Wigner solid or Anderson solid -- 2D electrons in strong disorder

TL;DR

This paper critically examines recent experimental claims of a Wigner solid in disordered 2D electron systems, arguing that the observed phase is better described as an Anderson solid characterized by impurity-induced localization rather than a crystal formed by electron interactions.

Contribution

The paper provides a theoretical reinterpretation of experimental data, proposing that the low-density phase is an Anderson solid rather than a Wigner crystal, emphasizing the role of disorder-induced localization.

Findings

The observed phase is amorphous and localized by impurities.

The phase is connected to the infinite disorder Anderson fixed point.
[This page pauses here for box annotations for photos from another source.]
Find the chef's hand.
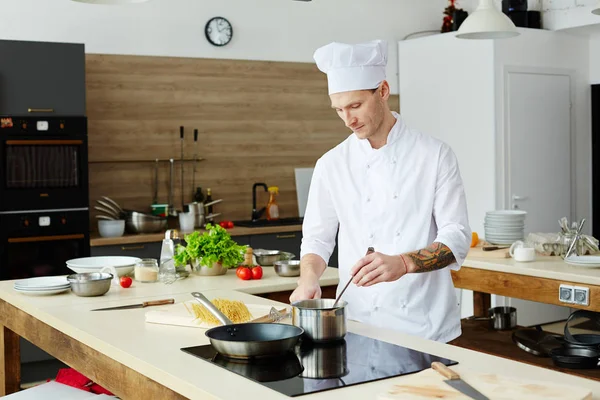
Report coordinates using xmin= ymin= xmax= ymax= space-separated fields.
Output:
xmin=350 ymin=252 xmax=407 ymax=286
xmin=290 ymin=280 xmax=322 ymax=303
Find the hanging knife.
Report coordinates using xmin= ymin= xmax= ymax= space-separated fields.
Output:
xmin=90 ymin=299 xmax=175 ymax=311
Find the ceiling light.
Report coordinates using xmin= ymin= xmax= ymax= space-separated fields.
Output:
xmin=456 ymin=0 xmax=519 ymax=39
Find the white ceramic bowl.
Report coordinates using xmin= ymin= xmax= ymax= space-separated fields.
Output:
xmin=98 ymin=219 xmax=125 ymax=237
xmin=67 ymin=256 xmax=140 ymax=277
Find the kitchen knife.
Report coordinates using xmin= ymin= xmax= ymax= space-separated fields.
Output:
xmin=90 ymin=299 xmax=175 ymax=311
xmin=431 ymin=361 xmax=490 ymax=400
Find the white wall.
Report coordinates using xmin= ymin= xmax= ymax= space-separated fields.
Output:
xmin=0 ymin=0 xmax=460 ymax=93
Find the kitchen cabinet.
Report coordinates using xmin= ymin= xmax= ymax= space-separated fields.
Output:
xmin=0 ymin=40 xmax=86 ymax=116
xmin=398 ymin=29 xmax=591 ymax=326
xmin=91 ymin=242 xmax=162 ymax=260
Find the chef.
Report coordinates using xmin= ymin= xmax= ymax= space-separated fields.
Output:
xmin=290 ymin=40 xmax=471 ymax=342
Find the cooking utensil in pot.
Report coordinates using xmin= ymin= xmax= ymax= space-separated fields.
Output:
xmin=192 ymin=292 xmax=304 ymax=359
xmin=467 ymin=306 xmax=517 ymax=331
xmin=292 ymin=299 xmax=348 ymax=343
xmin=333 ymin=247 xmax=375 ymax=307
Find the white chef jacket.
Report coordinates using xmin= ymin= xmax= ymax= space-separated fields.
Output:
xmin=301 ymin=113 xmax=471 ymax=342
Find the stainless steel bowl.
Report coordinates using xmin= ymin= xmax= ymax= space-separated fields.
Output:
xmin=254 ymin=249 xmax=281 ymax=265
xmin=67 ymin=272 xmax=113 ymax=297
xmin=273 ymin=260 xmax=300 ymax=276
xmin=125 ymin=211 xmax=167 ymax=233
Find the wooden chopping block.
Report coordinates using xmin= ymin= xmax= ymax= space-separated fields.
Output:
xmin=377 ymin=366 xmax=592 ymax=400
xmin=467 ymin=244 xmax=510 ymax=259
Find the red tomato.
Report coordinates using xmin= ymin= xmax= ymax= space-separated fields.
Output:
xmin=119 ymin=276 xmax=133 ymax=288
xmin=235 ymin=267 xmax=252 ymax=281
xmin=252 ymin=265 xmax=262 ymax=279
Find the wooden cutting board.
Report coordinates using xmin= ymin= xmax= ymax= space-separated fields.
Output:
xmin=378 ymin=367 xmax=592 ymax=400
xmin=467 ymin=245 xmax=510 ymax=259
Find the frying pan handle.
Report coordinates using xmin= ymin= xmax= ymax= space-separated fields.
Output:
xmin=192 ymin=292 xmax=233 ymax=325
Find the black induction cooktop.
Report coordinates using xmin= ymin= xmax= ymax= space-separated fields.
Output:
xmin=181 ymin=333 xmax=457 ymax=397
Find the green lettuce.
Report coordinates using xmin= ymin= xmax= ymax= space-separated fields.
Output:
xmin=175 ymin=224 xmax=248 ymax=268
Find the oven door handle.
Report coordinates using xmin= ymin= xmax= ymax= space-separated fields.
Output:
xmin=8 ymin=233 xmax=85 ymax=243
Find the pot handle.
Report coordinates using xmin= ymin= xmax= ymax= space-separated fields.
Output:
xmin=192 ymin=292 xmax=233 ymax=325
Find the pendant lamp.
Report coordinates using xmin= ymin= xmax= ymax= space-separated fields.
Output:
xmin=456 ymin=0 xmax=519 ymax=39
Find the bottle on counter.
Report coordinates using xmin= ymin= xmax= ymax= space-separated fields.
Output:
xmin=134 ymin=258 xmax=158 ymax=283
xmin=206 ymin=188 xmax=212 ymax=215
xmin=158 ymin=230 xmax=177 ymax=284
xmin=267 ymin=186 xmax=279 ymax=221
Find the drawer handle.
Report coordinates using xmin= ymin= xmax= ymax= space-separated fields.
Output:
xmin=276 ymin=233 xmax=296 ymax=239
xmin=121 ymin=245 xmax=144 ymax=251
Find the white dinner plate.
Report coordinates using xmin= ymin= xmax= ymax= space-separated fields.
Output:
xmin=15 ymin=286 xmax=71 ymax=296
xmin=15 ymin=276 xmax=69 ymax=289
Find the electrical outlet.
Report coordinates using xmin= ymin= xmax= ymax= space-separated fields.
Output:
xmin=558 ymin=285 xmax=576 ymax=303
xmin=573 ymin=286 xmax=590 ymax=306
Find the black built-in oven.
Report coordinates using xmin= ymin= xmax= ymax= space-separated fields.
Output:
xmin=0 ymin=209 xmax=90 ymax=280
xmin=0 ymin=116 xmax=89 ymax=211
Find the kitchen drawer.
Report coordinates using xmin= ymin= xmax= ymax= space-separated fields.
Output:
xmin=91 ymin=242 xmax=162 ymax=260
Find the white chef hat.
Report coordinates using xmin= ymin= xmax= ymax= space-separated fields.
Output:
xmin=313 ymin=40 xmax=388 ymax=94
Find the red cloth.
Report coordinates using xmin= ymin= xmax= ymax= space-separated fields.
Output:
xmin=56 ymin=368 xmax=114 ymax=396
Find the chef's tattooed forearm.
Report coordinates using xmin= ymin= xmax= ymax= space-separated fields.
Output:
xmin=403 ymin=242 xmax=456 ymax=272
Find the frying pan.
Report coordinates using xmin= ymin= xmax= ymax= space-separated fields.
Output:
xmin=192 ymin=292 xmax=304 ymax=359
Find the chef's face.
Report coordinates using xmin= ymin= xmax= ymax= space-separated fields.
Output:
xmin=329 ymin=81 xmax=390 ymax=139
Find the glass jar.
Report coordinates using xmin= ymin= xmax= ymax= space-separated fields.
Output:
xmin=134 ymin=258 xmax=158 ymax=283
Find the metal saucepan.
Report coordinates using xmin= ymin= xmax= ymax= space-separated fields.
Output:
xmin=467 ymin=307 xmax=517 ymax=331
xmin=292 ymin=299 xmax=348 ymax=343
xmin=192 ymin=292 xmax=304 ymax=359
xmin=296 ymin=340 xmax=349 ymax=379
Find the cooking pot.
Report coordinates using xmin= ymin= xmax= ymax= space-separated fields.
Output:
xmin=467 ymin=306 xmax=517 ymax=331
xmin=296 ymin=340 xmax=349 ymax=379
xmin=291 ymin=299 xmax=348 ymax=343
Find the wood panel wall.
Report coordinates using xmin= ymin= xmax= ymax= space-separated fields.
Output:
xmin=86 ymin=54 xmax=399 ymax=228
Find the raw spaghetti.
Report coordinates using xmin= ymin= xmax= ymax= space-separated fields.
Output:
xmin=184 ymin=299 xmax=252 ymax=326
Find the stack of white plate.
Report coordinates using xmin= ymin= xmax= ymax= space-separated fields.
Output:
xmin=14 ymin=276 xmax=71 ymax=296
xmin=483 ymin=210 xmax=527 ymax=245
xmin=67 ymin=256 xmax=141 ymax=276
xmin=565 ymin=256 xmax=600 ymax=268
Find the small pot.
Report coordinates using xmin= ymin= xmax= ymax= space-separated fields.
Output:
xmin=192 ymin=260 xmax=227 ymax=276
xmin=467 ymin=307 xmax=517 ymax=331
xmin=292 ymin=299 xmax=348 ymax=343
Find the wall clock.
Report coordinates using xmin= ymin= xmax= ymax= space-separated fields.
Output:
xmin=204 ymin=17 xmax=233 ymax=46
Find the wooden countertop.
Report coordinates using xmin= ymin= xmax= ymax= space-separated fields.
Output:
xmin=90 ymin=225 xmax=302 ymax=247
xmin=0 ymin=269 xmax=600 ymax=400
xmin=463 ymin=255 xmax=600 ymax=285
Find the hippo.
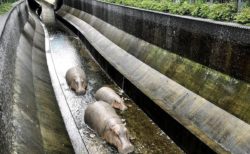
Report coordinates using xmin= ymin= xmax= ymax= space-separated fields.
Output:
xmin=84 ymin=101 xmax=134 ymax=154
xmin=95 ymin=87 xmax=128 ymax=111
xmin=66 ymin=67 xmax=88 ymax=95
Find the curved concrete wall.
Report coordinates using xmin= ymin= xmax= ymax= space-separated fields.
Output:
xmin=58 ymin=6 xmax=250 ymax=123
xmin=0 ymin=2 xmax=74 ymax=154
xmin=64 ymin=0 xmax=250 ymax=82
xmin=58 ymin=10 xmax=250 ymax=153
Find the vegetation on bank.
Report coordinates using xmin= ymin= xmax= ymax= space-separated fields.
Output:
xmin=0 ymin=3 xmax=12 ymax=15
xmin=104 ymin=0 xmax=250 ymax=26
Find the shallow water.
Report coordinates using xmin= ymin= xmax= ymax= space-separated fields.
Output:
xmin=45 ymin=23 xmax=183 ymax=154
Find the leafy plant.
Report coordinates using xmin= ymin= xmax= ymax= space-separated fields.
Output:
xmin=102 ymin=0 xmax=250 ymax=24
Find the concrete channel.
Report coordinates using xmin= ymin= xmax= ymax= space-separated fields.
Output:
xmin=0 ymin=0 xmax=250 ymax=154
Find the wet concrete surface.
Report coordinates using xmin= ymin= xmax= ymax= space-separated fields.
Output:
xmin=47 ymin=23 xmax=183 ymax=154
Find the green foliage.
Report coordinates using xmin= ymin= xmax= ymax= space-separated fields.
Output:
xmin=102 ymin=0 xmax=250 ymax=24
xmin=235 ymin=7 xmax=250 ymax=26
xmin=0 ymin=3 xmax=11 ymax=15
xmin=207 ymin=3 xmax=237 ymax=21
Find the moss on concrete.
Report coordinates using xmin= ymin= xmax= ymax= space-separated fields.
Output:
xmin=0 ymin=3 xmax=12 ymax=15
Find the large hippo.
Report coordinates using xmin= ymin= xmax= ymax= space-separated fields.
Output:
xmin=84 ymin=101 xmax=134 ymax=154
xmin=95 ymin=87 xmax=127 ymax=111
xmin=66 ymin=67 xmax=88 ymax=94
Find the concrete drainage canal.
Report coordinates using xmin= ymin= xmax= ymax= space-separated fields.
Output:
xmin=0 ymin=0 xmax=250 ymax=154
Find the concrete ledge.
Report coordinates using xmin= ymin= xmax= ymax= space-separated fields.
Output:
xmin=57 ymin=11 xmax=250 ymax=153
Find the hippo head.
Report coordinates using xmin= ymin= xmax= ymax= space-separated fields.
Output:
xmin=104 ymin=124 xmax=134 ymax=154
xmin=112 ymin=98 xmax=128 ymax=111
xmin=70 ymin=78 xmax=87 ymax=95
It is distinct from the interaction-driven Wigner crystal.

Abstract

Critically analyzing recent STM and transport experiments [Z. Ge, et al, arXiv:2510.12009] on 2D electron systems in the presence of random quenched impurities, we argue that the resulting low-density putative "solid" phase reported experimentally is better described as an Anderson solid with the carriers randomly spatially localized by impurities than as a Wigner solid where the carriers form a crystal due to an interaction-induced spontaneous breaking of the translational symmetry. In strongly disordered systems, the resulting solid is amorphous, which is adiabatically connected to the infinite disorder Anderson fixed point rather than the zero disorder Wigner crystal fixed point.